It appears that the Trump Administration is attempting to find a fix for its unconstitutional sanctuary cities order. The Administration also seems to have acknowledged that last month's federal court ruling that the order had no power to overrule Congress was not, after all, an "egregious overreach."
As we discussed on this blog at the time, U.S. District Judge William Orrick III in San Francisco made two important points in his ruling. First, Section 9(a) of the executive order says in plain language that the order is meant to apply to all federal funds, not just those already conditioned on cooperation with federal immigration authorities.
"The Constitution vests the spending powers in Congress, not the president, so the order cannot constitutionally place new conditions on federal funds," was the second point. So, the order can only deny a small, specific number of federal grants to sanctuary areas -- only those that already have a condition requiring the recipient to cooperate.
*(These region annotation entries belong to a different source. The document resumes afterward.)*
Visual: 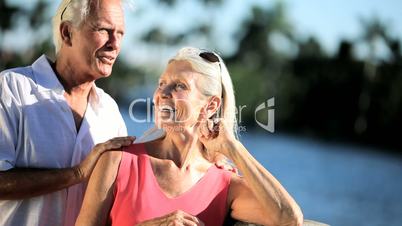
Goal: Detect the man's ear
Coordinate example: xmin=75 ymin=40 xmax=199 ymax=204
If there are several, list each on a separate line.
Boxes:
xmin=206 ymin=96 xmax=221 ymax=118
xmin=60 ymin=21 xmax=73 ymax=46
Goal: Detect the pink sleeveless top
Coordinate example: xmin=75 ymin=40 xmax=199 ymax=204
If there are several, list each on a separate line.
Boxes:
xmin=110 ymin=144 xmax=232 ymax=226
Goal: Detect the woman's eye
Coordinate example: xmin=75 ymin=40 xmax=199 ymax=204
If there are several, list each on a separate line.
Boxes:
xmin=98 ymin=28 xmax=109 ymax=34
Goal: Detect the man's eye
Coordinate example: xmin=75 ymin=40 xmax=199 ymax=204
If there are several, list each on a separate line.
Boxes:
xmin=176 ymin=83 xmax=186 ymax=89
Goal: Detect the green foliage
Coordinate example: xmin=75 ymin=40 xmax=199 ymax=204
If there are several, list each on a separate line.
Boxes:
xmin=0 ymin=0 xmax=402 ymax=152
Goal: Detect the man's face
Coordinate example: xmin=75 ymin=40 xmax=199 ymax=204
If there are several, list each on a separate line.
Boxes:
xmin=72 ymin=0 xmax=124 ymax=80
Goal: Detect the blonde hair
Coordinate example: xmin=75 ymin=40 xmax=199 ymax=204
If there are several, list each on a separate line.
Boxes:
xmin=169 ymin=47 xmax=237 ymax=138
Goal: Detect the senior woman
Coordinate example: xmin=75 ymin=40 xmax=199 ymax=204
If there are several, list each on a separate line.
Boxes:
xmin=76 ymin=47 xmax=303 ymax=226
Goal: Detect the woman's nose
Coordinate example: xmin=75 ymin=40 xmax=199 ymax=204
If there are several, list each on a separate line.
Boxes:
xmin=159 ymin=86 xmax=172 ymax=98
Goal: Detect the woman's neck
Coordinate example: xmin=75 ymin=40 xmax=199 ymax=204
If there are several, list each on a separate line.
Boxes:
xmin=146 ymin=132 xmax=207 ymax=170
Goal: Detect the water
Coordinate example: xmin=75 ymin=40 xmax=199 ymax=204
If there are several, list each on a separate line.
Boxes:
xmin=122 ymin=109 xmax=402 ymax=226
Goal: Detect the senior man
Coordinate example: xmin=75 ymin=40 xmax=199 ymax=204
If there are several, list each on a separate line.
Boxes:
xmin=0 ymin=0 xmax=134 ymax=226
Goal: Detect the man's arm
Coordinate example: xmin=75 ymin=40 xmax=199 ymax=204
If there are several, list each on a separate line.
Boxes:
xmin=0 ymin=137 xmax=134 ymax=200
xmin=0 ymin=167 xmax=83 ymax=200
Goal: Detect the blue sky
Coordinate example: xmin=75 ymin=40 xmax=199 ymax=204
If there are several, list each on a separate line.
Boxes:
xmin=4 ymin=0 xmax=402 ymax=64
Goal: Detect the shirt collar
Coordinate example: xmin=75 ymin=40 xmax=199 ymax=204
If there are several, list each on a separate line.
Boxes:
xmin=32 ymin=55 xmax=102 ymax=109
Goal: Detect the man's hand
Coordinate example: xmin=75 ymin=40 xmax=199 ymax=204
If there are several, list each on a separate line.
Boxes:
xmin=74 ymin=136 xmax=135 ymax=181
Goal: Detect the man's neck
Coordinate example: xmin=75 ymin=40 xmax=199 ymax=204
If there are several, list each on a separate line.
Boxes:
xmin=52 ymin=58 xmax=94 ymax=97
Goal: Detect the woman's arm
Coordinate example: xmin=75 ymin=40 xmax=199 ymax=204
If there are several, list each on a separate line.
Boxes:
xmin=198 ymin=119 xmax=303 ymax=226
xmin=223 ymin=140 xmax=303 ymax=226
xmin=75 ymin=150 xmax=122 ymax=226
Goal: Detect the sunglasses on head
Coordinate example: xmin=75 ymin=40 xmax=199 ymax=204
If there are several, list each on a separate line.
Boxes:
xmin=199 ymin=52 xmax=219 ymax=63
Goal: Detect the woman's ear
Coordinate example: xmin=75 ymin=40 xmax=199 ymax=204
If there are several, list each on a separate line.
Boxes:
xmin=60 ymin=21 xmax=73 ymax=46
xmin=206 ymin=96 xmax=221 ymax=118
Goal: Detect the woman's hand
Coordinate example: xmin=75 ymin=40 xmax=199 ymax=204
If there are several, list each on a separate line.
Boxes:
xmin=198 ymin=118 xmax=238 ymax=158
xmin=137 ymin=210 xmax=205 ymax=226
xmin=74 ymin=136 xmax=135 ymax=181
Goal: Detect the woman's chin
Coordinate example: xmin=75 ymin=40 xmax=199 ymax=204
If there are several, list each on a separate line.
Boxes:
xmin=156 ymin=122 xmax=185 ymax=133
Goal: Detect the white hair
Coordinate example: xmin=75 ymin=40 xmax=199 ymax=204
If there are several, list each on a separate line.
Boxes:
xmin=169 ymin=47 xmax=237 ymax=137
xmin=52 ymin=0 xmax=92 ymax=54
xmin=52 ymin=0 xmax=133 ymax=55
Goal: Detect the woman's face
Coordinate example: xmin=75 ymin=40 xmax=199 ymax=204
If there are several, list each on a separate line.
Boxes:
xmin=154 ymin=60 xmax=208 ymax=132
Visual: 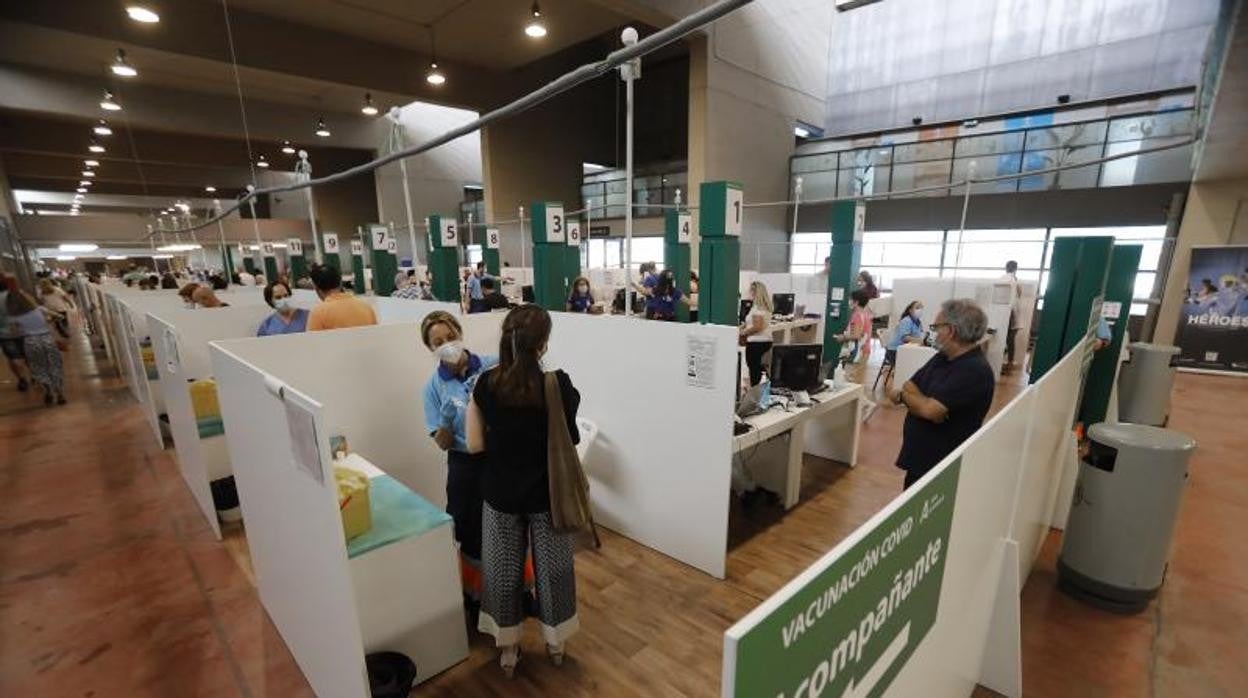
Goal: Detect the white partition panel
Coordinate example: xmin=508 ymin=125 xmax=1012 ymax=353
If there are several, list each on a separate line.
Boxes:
xmin=212 ymin=349 xmax=368 ymax=698
xmin=545 ymin=313 xmax=736 ymax=578
xmin=1010 ymin=345 xmax=1085 ymax=582
xmin=147 ymin=305 xmax=270 ymax=539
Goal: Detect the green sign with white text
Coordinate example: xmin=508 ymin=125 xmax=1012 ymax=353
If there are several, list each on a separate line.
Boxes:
xmin=724 ymin=460 xmax=962 ymax=698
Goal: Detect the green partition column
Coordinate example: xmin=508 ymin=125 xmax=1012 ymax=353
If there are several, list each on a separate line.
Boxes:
xmin=286 ymin=237 xmax=308 ymax=285
xmin=698 ymin=181 xmax=745 ymax=327
xmin=824 ymin=201 xmax=866 ymax=363
xmin=1080 ymin=245 xmax=1144 ymax=426
xmin=482 ymin=227 xmax=503 ymax=278
xmin=428 ymin=215 xmax=463 ymax=303
xmin=351 ymin=238 xmax=368 ymax=296
xmin=364 ymin=224 xmax=398 ymax=296
xmin=1031 ymin=236 xmax=1113 ymax=383
xmin=260 ymin=242 xmax=277 ymax=282
xmin=321 ymin=232 xmax=342 ymax=273
xmin=663 ymin=209 xmax=693 ymax=322
xmin=530 ymin=201 xmax=580 ymax=310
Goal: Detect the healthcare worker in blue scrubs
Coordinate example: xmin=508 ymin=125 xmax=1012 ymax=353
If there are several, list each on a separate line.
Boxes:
xmin=421 ymin=311 xmax=498 ymax=603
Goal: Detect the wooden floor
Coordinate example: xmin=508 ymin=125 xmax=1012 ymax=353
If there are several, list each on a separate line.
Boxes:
xmin=0 ymin=329 xmax=1248 ymax=698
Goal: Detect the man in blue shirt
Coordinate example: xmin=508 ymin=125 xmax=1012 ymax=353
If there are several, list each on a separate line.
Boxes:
xmin=421 ymin=311 xmax=498 ymax=599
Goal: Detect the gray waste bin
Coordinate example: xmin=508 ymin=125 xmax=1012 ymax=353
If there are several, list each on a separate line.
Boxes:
xmin=1057 ymin=423 xmax=1196 ymax=612
xmin=1118 ymin=342 xmax=1178 ymax=427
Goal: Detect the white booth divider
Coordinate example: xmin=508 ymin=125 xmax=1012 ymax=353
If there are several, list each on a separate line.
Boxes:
xmin=147 ymin=305 xmax=271 ymax=539
xmin=723 ymin=337 xmax=1087 ymax=697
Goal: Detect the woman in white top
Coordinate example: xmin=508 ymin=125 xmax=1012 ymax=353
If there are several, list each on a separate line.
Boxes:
xmin=740 ymin=281 xmax=773 ymax=386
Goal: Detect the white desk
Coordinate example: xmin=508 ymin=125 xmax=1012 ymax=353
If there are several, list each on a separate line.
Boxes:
xmin=733 ymin=383 xmax=862 ymax=509
xmin=892 ymin=345 xmax=936 ymax=390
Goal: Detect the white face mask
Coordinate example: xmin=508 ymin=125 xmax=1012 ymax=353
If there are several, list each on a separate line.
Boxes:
xmin=433 ymin=340 xmax=464 ymax=366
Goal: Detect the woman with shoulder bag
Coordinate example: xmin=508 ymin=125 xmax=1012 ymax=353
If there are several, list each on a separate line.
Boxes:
xmin=467 ymin=305 xmax=588 ymax=678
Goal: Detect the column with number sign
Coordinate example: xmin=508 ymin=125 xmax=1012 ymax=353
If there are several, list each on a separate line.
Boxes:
xmin=685 ymin=182 xmax=745 ymax=326
xmin=366 ymin=224 xmax=398 ymax=296
xmin=286 ymin=237 xmax=308 ymax=279
xmin=1023 ymin=236 xmax=1113 ymax=383
xmin=260 ymin=242 xmax=277 ymax=282
xmin=1083 ymin=245 xmax=1144 ymax=426
xmin=351 ymin=237 xmax=368 ymax=296
xmin=429 ymin=214 xmax=461 ymax=303
xmin=824 ymin=201 xmax=866 ymax=363
xmin=663 ymin=209 xmax=693 ymax=322
xmin=321 ymin=232 xmax=342 ymax=272
xmin=532 ymin=201 xmax=572 ymax=310
xmin=482 ymin=227 xmax=503 ymax=275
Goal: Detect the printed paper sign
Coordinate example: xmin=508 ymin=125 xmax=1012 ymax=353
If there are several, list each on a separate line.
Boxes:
xmin=442 ymin=219 xmax=459 ymax=247
xmin=724 ymin=460 xmax=962 ymax=698
xmin=724 ymin=187 xmax=745 ymax=237
xmin=368 ymin=226 xmax=391 ymax=251
xmin=685 ymin=335 xmax=715 ymax=390
xmin=547 ymin=206 xmax=567 ymax=242
xmin=283 ymin=395 xmax=324 ymax=484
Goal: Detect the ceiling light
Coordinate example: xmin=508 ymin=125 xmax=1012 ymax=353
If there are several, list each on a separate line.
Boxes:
xmin=126 ymin=5 xmax=160 ymax=24
xmin=109 ymin=49 xmax=139 ymax=77
xmin=524 ymin=2 xmax=545 ymax=39
xmin=424 ymin=62 xmax=447 ymax=85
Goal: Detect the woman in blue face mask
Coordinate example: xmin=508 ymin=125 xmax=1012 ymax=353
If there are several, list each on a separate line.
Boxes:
xmin=884 ymin=301 xmax=925 ymax=362
xmin=421 ymin=311 xmax=498 ymax=603
xmin=256 ymin=281 xmax=308 ymax=337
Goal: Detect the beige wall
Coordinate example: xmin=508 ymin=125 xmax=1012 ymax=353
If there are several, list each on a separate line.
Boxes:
xmin=1153 ymin=179 xmax=1248 ymax=345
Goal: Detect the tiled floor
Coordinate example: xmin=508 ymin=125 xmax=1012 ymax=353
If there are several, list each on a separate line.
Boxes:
xmin=0 ymin=329 xmax=1248 ymax=698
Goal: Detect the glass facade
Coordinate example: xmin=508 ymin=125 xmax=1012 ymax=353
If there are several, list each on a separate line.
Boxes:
xmin=789 ymin=226 xmax=1167 ymax=315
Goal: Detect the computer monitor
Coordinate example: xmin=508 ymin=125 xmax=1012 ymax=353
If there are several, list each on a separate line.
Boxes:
xmin=769 ymin=345 xmax=824 ymax=391
xmin=771 ymin=293 xmax=796 ymax=315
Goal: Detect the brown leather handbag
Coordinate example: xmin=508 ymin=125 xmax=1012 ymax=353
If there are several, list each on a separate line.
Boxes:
xmin=545 ymin=371 xmax=600 ymax=547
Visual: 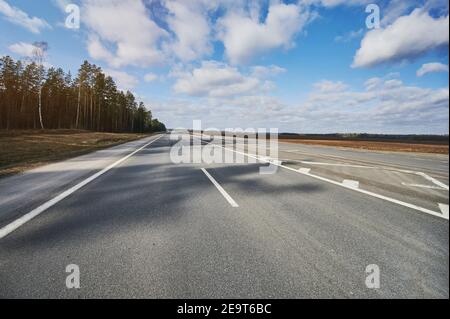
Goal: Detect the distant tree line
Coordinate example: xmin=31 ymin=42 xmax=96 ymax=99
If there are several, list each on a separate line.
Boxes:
xmin=0 ymin=55 xmax=166 ymax=132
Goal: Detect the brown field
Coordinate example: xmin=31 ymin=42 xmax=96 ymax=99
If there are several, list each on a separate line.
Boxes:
xmin=280 ymin=138 xmax=448 ymax=154
xmin=0 ymin=130 xmax=148 ymax=177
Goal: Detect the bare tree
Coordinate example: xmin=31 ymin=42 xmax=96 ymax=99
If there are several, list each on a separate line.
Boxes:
xmin=32 ymin=42 xmax=48 ymax=129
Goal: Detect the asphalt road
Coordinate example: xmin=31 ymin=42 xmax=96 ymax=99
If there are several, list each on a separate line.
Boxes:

Sessions reinterprets Trump order as compliant with judge's interpretation
Attorney General Jeff Sessions has just acknowledged that the order can only lawfully target funds with existing immigration-related conditions. He has released a new policy memo reinterpreting the presidential order as already compliant with the federal judge's ruling.
First, he acknowledged that the order only applies to a limited pool of federal funding. Next, he narrowed the jurisdictions to be targeted. Only those who "willfully refuse to comply" with federal immigration law will have that funding stripped.
Finally, the Justice Department has demanded a rehearing of the San Francisco ruling. The reason? "The authoritative position set forth in the AG memorandum squarely contradicts the court's determination," reads the petition.
The claim is that Sessions' memo contradicts the judge's ruling about what Trump's executive order says and what funds it was intended to target.
Whether the Sessions memo is considered authoritative by a judge remains to be seen. After all, the plain language of Section 9(a) has not changed.